Mama Ohandja refuse de prendre son cri de détresse par ce bout, lui dont on soupçonne le confort et la grande armada d’enfants qu’il possède et dont la majorité est sous le soleil occidental, loin des problèmes de survie. Il essaye de justifier sa démarche : « Pourquoi l’État ne renonce pas aux impôts parce qu’il est déjà riche. Il en prélève toujours malgré ses moyens. Moi je pense que je mérite une reconnaissance de mon pays pour les services rendus. Ce n’est plus à ma famille de me prendre en charge. J’ai beaucoup donné pour mon pays quand j’avais la force. J’ai chanté à l’inauguration de la Camair en 1971, j’ai chanté à l’inauguration du pont de l’enfance, j’ai joué avec mon orchestre lors de l’inauguration du chemin de fer Douala-Nkongsamba», fulmine-t-il.

Et voici donc les patriarches beti demandant la kola en public après avoir fait danser des générations de personnes au Cameroun, en Afrique et dans le monde. Cette posture peu glorieuse de nos artistes devrait ouvrir une plus large réflexion pour penser le statut de l’artiste camerounais comme défenseur des valeurs culturelles de son pays. Il serait aussi temps de régler définitivement l’épineuse question des droits d’auteurs. On ne finira jamais de s’habituer à ces longs fleuves de jérémiades qui débordent dans la presse et les réseaux sociaux pour ces grandes figures récréatives d’hier.

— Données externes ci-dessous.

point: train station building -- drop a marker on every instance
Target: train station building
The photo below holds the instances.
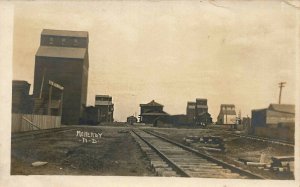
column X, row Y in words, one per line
column 227, row 115
column 151, row 111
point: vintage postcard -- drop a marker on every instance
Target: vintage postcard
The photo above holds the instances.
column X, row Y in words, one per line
column 150, row 93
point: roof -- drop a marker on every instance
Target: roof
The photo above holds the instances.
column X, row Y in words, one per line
column 201, row 99
column 68, row 33
column 283, row 108
column 106, row 96
column 131, row 117
column 155, row 114
column 202, row 106
column 61, row 52
column 152, row 103
column 230, row 105
column 228, row 112
column 20, row 82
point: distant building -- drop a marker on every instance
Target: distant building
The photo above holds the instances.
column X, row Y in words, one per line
column 277, row 121
column 106, row 108
column 190, row 111
column 202, row 117
column 131, row 120
column 91, row 115
column 151, row 112
column 21, row 100
column 227, row 115
column 62, row 58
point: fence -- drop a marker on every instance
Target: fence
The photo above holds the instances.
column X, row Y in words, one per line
column 28, row 122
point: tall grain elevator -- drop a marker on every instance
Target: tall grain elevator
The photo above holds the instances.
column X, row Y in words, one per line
column 63, row 58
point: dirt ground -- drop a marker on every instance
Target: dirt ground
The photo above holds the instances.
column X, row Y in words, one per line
column 115, row 154
column 235, row 148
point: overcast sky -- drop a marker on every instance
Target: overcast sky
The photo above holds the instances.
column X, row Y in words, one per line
column 229, row 52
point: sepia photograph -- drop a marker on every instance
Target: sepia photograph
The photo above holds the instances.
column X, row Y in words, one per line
column 152, row 90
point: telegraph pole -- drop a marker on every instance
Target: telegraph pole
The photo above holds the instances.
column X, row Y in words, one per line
column 281, row 85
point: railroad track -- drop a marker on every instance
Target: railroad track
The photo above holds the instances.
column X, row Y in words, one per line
column 172, row 159
column 38, row 133
column 279, row 142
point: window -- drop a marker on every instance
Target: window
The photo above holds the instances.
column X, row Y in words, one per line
column 51, row 39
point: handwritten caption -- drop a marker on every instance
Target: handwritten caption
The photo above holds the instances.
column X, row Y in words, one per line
column 88, row 137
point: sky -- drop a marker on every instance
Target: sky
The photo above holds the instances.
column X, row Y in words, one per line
column 230, row 52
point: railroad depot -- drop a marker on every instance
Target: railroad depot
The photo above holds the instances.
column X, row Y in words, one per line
column 55, row 130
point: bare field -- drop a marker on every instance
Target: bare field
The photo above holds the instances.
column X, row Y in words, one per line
column 114, row 154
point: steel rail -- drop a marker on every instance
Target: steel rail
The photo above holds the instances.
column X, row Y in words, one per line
column 280, row 142
column 178, row 169
column 210, row 158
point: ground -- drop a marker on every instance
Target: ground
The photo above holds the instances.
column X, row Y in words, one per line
column 117, row 154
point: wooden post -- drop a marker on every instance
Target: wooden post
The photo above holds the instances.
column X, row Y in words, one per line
column 49, row 102
column 61, row 102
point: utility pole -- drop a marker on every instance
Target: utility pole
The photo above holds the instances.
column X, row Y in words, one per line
column 281, row 85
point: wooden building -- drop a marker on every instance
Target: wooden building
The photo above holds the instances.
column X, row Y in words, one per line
column 202, row 117
column 227, row 115
column 277, row 121
column 131, row 120
column 21, row 100
column 105, row 107
column 190, row 111
column 151, row 112
column 63, row 58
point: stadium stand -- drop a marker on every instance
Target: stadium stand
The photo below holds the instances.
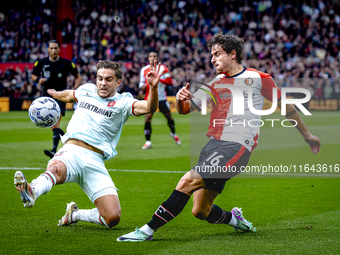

Le Rossignol caché derrière les collines du mont Fébé dans sa famille refuse de se taire et croit devoir ameuter toute la République sur son sort. À 79 ans d’âge on ne peut plus se mentir à soi-même ou craindre la castagne des bien pensant qui lui reprochent ses apparitions « irresponsables » dans les réseaux sociaux. Le bikutsi à travers ses figures les plus marquantes ne se dessaisira pas de sitôt de ses éternelles contradictions internes et des équivocités qui animent sa légende dorée autant qu’elles la travestissent. En refusant d’éteindre sa voix sous le manteau du silence, Mama Ohandja ose aussi la revendication là où Anne Marie Nzié l’avait longtemps précédé avec le succès qu’on sait. Chevalier de l’ordre de la valeur depuis 2016, le chanteur, arrangeur, interprète tente alors un dernier recours pour échapper au naufrage solitaire si courant dans le milieu. Un acte de dissidence symbolique qui lui donne de récuser l’uniformité identitaire qui veut que l’homme beti garde sa noblesse, même quand il mange son pain avec des larmes.